現在の寺院は1269年10月13日、ヘンリー3世の臨席の下で聖別された。寺院はもともと、エドワード懺悔(ざんげ)王によって約200年前の1065年に、ロマネスク様式の修道院として建設されたが、その後ヘンリー3世が現在のゴシック様式へと大改修した。今回の記念礼拝は、この大改修された寺院の750周年を祝うもの。
「ヘンリー3世の高潔さに感謝します。彼の想像力と熱意のおかげで、このフランス・ゴシック様式の大修道院は驚くほど美しく、王室と修道院の目的に合致したものとなりました」とホール氏は賛辞を述べた。
「今日、私たちはこの修道院とその教会の歴史を祝い、礼拝と記念の場としてのこの寺院の変わらぬ尊さを記念し、わが国民と英連邦および世界の中心にある信仰の故に固く立ちます」
11月の引退を間近に控えたホール氏はメッセージで、宗教学校、特にイスラム教の学校に対する政府の支援拡大を要望。支援の拡大は、人種や宗教の融和を促進するとした。
「州から財政支援を受ける学校の3分の1は、英国国教会とカトリック教会によって設立されたもので、これまで維持されてきた教育システムの中で繁栄しています。しかし、あまりにも多くのイスラム教徒の子どもたちが、資金不足の私立学校で教育を受けているのが現状です」とホール氏は続けた。

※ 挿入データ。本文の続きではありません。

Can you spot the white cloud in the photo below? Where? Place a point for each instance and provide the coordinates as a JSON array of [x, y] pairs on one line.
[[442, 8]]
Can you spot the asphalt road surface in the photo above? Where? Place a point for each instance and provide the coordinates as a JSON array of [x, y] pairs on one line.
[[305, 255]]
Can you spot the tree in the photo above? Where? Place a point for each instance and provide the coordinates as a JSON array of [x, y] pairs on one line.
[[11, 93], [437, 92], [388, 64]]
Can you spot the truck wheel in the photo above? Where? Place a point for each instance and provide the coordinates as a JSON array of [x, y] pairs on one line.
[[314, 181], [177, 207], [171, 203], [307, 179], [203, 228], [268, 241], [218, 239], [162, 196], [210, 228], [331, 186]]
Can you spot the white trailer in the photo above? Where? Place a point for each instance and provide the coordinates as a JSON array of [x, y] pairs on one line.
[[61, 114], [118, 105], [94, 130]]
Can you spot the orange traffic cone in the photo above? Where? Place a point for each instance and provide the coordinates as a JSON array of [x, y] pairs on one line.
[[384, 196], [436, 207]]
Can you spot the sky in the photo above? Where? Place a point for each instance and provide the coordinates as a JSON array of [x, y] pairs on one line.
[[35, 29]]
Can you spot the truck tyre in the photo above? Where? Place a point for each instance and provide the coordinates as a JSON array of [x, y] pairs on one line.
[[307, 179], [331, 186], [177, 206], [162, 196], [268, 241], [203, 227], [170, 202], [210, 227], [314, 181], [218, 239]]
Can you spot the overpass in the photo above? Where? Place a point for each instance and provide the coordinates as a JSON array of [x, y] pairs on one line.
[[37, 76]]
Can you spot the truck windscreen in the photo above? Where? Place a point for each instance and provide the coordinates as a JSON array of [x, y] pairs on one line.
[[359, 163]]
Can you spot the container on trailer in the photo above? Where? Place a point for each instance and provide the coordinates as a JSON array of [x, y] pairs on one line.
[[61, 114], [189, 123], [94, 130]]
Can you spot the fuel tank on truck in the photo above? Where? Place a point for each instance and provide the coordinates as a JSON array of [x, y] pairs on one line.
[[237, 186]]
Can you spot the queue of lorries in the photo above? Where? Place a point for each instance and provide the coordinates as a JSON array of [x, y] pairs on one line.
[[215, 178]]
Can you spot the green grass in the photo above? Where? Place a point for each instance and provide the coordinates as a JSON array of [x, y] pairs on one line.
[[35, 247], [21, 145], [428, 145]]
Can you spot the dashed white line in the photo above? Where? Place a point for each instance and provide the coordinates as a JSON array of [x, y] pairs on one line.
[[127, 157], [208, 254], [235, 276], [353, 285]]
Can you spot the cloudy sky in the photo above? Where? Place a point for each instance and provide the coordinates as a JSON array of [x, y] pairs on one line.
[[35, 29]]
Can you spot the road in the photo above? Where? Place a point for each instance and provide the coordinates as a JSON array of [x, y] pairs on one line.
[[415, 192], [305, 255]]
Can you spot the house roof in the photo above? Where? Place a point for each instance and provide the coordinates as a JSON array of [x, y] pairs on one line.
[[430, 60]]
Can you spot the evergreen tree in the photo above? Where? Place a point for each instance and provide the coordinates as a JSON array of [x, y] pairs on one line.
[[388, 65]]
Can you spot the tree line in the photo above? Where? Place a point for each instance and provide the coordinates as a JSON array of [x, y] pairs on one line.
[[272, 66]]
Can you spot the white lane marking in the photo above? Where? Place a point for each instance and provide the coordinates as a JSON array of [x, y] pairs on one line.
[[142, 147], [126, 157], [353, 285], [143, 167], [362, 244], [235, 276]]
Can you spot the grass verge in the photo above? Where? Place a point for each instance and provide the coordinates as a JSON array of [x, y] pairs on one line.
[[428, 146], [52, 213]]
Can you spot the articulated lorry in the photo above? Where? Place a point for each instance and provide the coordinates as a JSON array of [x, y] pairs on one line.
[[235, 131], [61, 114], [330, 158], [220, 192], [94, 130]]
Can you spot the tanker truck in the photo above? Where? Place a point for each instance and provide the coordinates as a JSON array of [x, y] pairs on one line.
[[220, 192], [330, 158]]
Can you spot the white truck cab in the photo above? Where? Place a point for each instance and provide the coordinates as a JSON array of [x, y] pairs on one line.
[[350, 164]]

「州が財政支援している優秀なイスラム教学校を奨励する明確な義務が、政府にはあるはずです。19世紀のアイルランド移民は、新興のカトリック学校で学ぶことができました。その(アイルランド移民の)コミュニティーは、(今は)英国社会に完全に溶け込んでいます。州が財政支援しているかなりの数のイスラム教学校が、同様に社会の統合や相互関与、繁栄に寄与するはずです」
またホール氏は、宗教を時代遅れだとする「証拠は見当たらない」とも述べた。
「最後になりますが、過去1世紀以上にわたり、宗教は徐々に衰退し、時代遅れになると、多くの人が声高に予測しています。わが国も世界も、敬虔さや宗教の束縛から徐々に解かれていくと一部の人は見ています。しかし、その証拠は見当たりません」
「わが国の国民生活における英国国教会と信仰の地位は盛衰してきました。リバイバルはさまざまな形で到来します。真の明確な信仰は、伝染するように広がります。私たちは常に謙虚でありながらも、同時に確信を持っていなければなりません」
そしてホール氏は、欧州連合(EU)からの離脱をめぐる課題を抱えながらも、英国が世界への奉仕に「心を開き、寛大」であり続けることを望むと語った。
「わが国の国民生活は1066年以来、実質的な革命や侵略もなく持続されてきました。時には、痛ましいまでに試されましたが、わが国の国民生活が世界でも特異なものであることは確かです」
「それでこそ、わが英国は世界への奉仕に心を開き、寛大であり続けることができますし、そうでなければなりません。家庭だけでなく、国内において、ひいては世界において、わが国が決意を決して失わず、善き国であり、善きことを行うことを私は祈ります」
ウェストミンスター寺院は、英国議会の議事堂として用いられているウェストミンスター宮殿に隣接している。英王室の開祖であるウィリアム1世以後、英国のほとんどすべての王が同寺院で戴冠式を行うなど、英王室との関わりが非常に深い。寺院内には歴代の王・女王や政治家、著名人らが多数埋葬されており、ニュートンやダーウィン、シェイクスピアの墓もある。最近では、昨年死去した理論物理学者のスティーブン・ホーキング博士が埋葬された。
一方、ウェストミンスター宮殿の時計塔(ビックベン)で流されている同寺院のために作曲された「ウェストミンスターの鐘」は、日本では学校などで用いられているチャイムのメロディーのもとになったことでも知られている。